Let’s consider this PDF, imported in R as follows:
library(pdftools)
library(tidyverse)
mylink <- "https://www.probioqual.com/12_PDF/02_EEQ/Modele_Rapport_EEQ.pdf"
mypdf <- pdf_data(mylink)
The pdf_data
function generates a large list composed of 35 pages (one tibble per page, each including n rows and 6 columns, among which x and y coordinates).
Let’s now consider many PDFs in a file, imported using:
mypdfs_list <- list.files(pattern = '*.pdf')
allpdfs <- lapply(mypdfs_list, pdf_data)
Among allpdfs
, I would like to select only those pages that contain the "Limites acceptables" characters string in the top right box, e.g. as highlighted in yellow on page 5 of the pdf:
NB: selecting this specific string is the way I found to select only the pages that contain the tables of interest.

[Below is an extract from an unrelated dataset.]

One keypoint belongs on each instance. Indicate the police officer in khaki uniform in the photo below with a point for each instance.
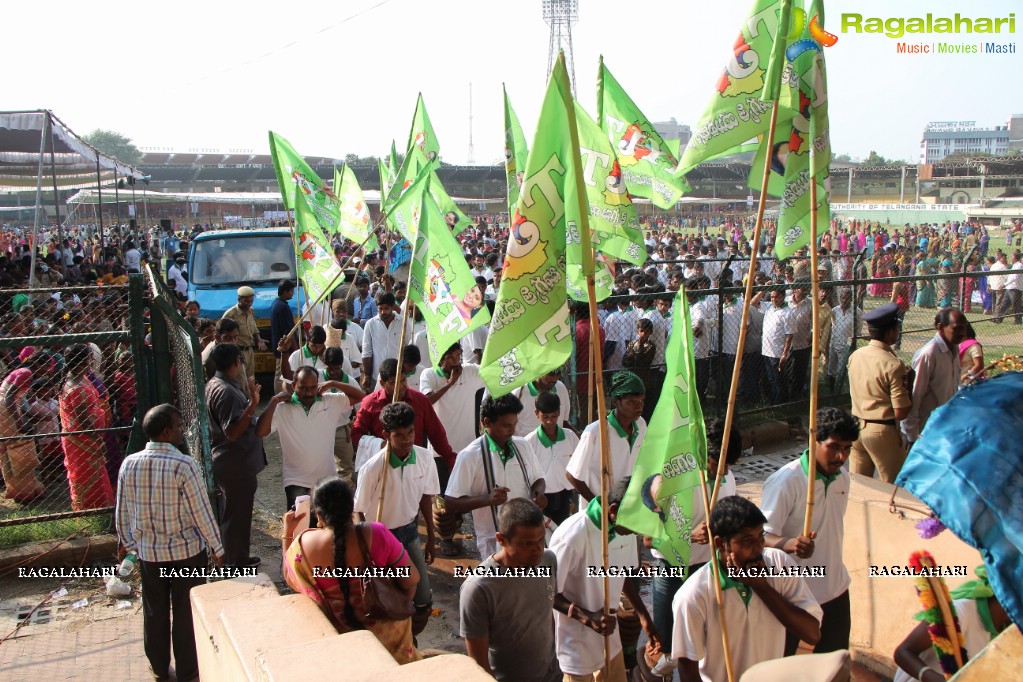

Indeed, the first text pages of each pdf (the number of which may vary from one pdf to another) do not interest me so I want to discard them; e.g., in the pdf above, I want to discard the first 4 pages of text (but in another pdf, the first 3 or the first 5 would have to be removed, for example).
Using pdftools::pdf_data
, the "Limites acceptables" string is always located inside the area of coordinates x>360 & x<580 & y>26 & y<35
.
Question: is it possible, using a function (map
, lapply
or other, including e.g. filter
or other) to select only these pages (thus discarding the first text pages) among all lists from imported pdfs?
Of course open to any other approach!
Thanks
A slightly complicated solution, but it works:
# import all pdfs from the file
mypdfs_list <- list.files(pattern = '*.pdf')
allpdfs <- lapply(mypdfs_list, pdf_data)
# map nested lists to mutate 'page_ok' = 1 when fixed areas contain specific texts
allpdfs <- map(allpdfs, ~ .x %>%
map(~ mutate(., page_ok = case_when(.$x>360 & .$x<580 & .$y>26 & .$y<35 &
(.$text=="Li" | .$text=="mi") ~ 1, TRUE ~ 0))))
# map nested lists to fill 'page_ok' with 1 if this variable contains at least one value 1
allpdfs <- map(allpdfs , ~ .x %>%
map(~ mutate(., page_ok = if_else(any(.$page_ok == 1), 1, 0))))
# map nested lists to keep only sublists (i.e., tibbles that correspond to pages) for which the sum of 'page_ok' is not 0
allpdfs <- map(allpdfs , ~ .x %>%
keep(~ sum(.$page_ok) != 0))
The first uninteresting text pages were thus deleted. Compare below to above RStudio screenshots: the 1st pdf has now 26 pages instead of 29, the 2nd pdf 35 pages instead of 38, the 3rd pdf 26 pages instead of 28...
I would have liked to be able to combine these 3 steps into one. Would there be a simpler solution?